Date: Thu, 31 Oct 2002 14:22 -0500
From: George Jochnowitz <jochnowitz @>
Subject: az

I assume German "als" and English "as" are cognate with "az."


Date: Thu, 31 Oct 2002 17:30 -0500
From: George Jochnowitz <jochnowitz @>
Subject: cognate and czy

Polish "czy" means "whether" and is used to introduce a yes-no question.

According to my Random House Dictionary, English "as" comes from Old English
_alswa_ ,_ealswa_ meaning "all so," and is thus related to "also,"
reflecting a semantic split. By cognate, I mean descending from a common
ancestor, perhaps West Germanic.


Date: Thu, 31 Oct 2002 15:39 -0800
From: Jess Olson <jso @>
Subject: Re: az

On Thu, 31 Oct 2002, George Jochnowitz wrote:

> I assume German "als" and English "as" are cognate with "az."

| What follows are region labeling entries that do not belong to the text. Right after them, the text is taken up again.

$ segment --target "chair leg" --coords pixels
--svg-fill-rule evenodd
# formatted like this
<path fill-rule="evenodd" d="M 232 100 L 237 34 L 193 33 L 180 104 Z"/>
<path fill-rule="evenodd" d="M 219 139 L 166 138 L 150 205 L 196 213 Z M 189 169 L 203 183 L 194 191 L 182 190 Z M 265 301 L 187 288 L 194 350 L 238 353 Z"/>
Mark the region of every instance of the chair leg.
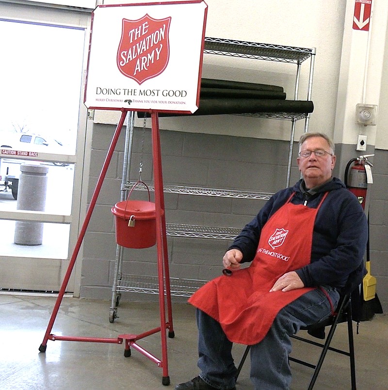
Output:
<path fill-rule="evenodd" d="M 353 339 L 353 324 L 352 322 L 352 312 L 350 307 L 348 310 L 347 319 L 348 335 L 349 336 L 349 356 L 350 359 L 350 377 L 352 383 L 352 390 L 356 390 L 356 359 L 355 359 L 355 345 Z"/>
<path fill-rule="evenodd" d="M 249 350 L 251 349 L 250 345 L 247 345 L 246 348 L 245 348 L 245 350 L 244 351 L 244 353 L 242 354 L 242 356 L 241 357 L 241 359 L 240 361 L 240 363 L 239 363 L 239 366 L 237 367 L 237 372 L 236 373 L 236 375 L 235 375 L 235 379 L 236 380 L 237 380 L 237 378 L 239 377 L 239 375 L 240 375 L 240 371 L 241 371 L 241 369 L 242 368 L 242 366 L 244 365 L 244 363 L 245 362 L 245 359 L 246 359 L 246 357 L 248 356 L 248 353 L 249 352 Z"/>

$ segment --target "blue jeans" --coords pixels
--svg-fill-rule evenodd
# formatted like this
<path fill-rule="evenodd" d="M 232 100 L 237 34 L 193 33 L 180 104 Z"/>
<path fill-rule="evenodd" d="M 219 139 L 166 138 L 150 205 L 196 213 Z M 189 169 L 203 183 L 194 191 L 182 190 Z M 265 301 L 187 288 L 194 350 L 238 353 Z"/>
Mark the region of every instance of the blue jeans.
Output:
<path fill-rule="evenodd" d="M 323 288 L 335 308 L 340 295 L 332 287 Z M 292 346 L 290 336 L 301 327 L 315 324 L 331 314 L 329 300 L 320 289 L 306 293 L 280 310 L 266 336 L 251 348 L 250 378 L 255 389 L 289 389 L 291 379 L 288 361 Z M 217 321 L 198 309 L 196 316 L 200 376 L 216 389 L 232 389 L 237 373 L 231 353 L 233 343 Z"/>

I assumed that "az" was a Hebrew loan word. Its syntactic usage seems
somewhere in between the Hebrew word "als" and the Hebrew word "az."

But I could be wrong.

Jess Olson

Date: Thu, 31 Oct 2002 16:06 -0800
From: Jess Olson <jso @>
Subject: Re: az

On Thu, 31 Oct 2002, Jess Olson wrote:

> On Thu, 31 Oct 2002, George Jochnowitz wrote:
> > I assume German "als" and English "as" are cognate with "az."
> I assumed that "az" was a Hebrew loan word. Its syntactic usage seems
> somewhere in between the Hebrew word "als" and the Hebrew word "az."
> But I could be wrong.

Sorry...the above should read "somewhere in between the _German_ word als
and the Hebrew word "az."

Jess Olson

Date: Thu, 31 Oct 2002 17:55 -0800
From: Yona Sabar <sabar @>
Subject: Re: derivation of a name

I always "thought" that Trumpeldor was "Spanish" (or
"Judeo-Spanish"?) as one can see from the following anecdote
(submitted in the spirit of Halloween):

An Israeli in Spain went to see a bullfighting, but he didn't have
the money for the ticket. So, he stood aside and watched which
people are let in without paying. One says "Matador!", and is let
in; another says "Toreador!", etc. The Israeli says to himself:
"OK, I got the trick!" and approaches the gate man and says:
"Trumpeldor!", and he is let in ....

Yona Sabar

Date: Thu, 31 Oct 2002 23:34 -0500
From: K I Weiser <kweiser @>
Subject: Re: az

Have you considered that it might quite simply be derived from Middle High
German? What does M. Weinreich have to say?

Kalman Weiser

Date: Thu, 31 Oct 2002 23:39 -0500
From: K I Weiser <kweiser @>
Subject: Re: More Yiddish etymology

Woops. My apology for my earlier response concerning 'az.' I did not read
my email in the correct order and understand now that the question
originally posed is more complicated than I had realized.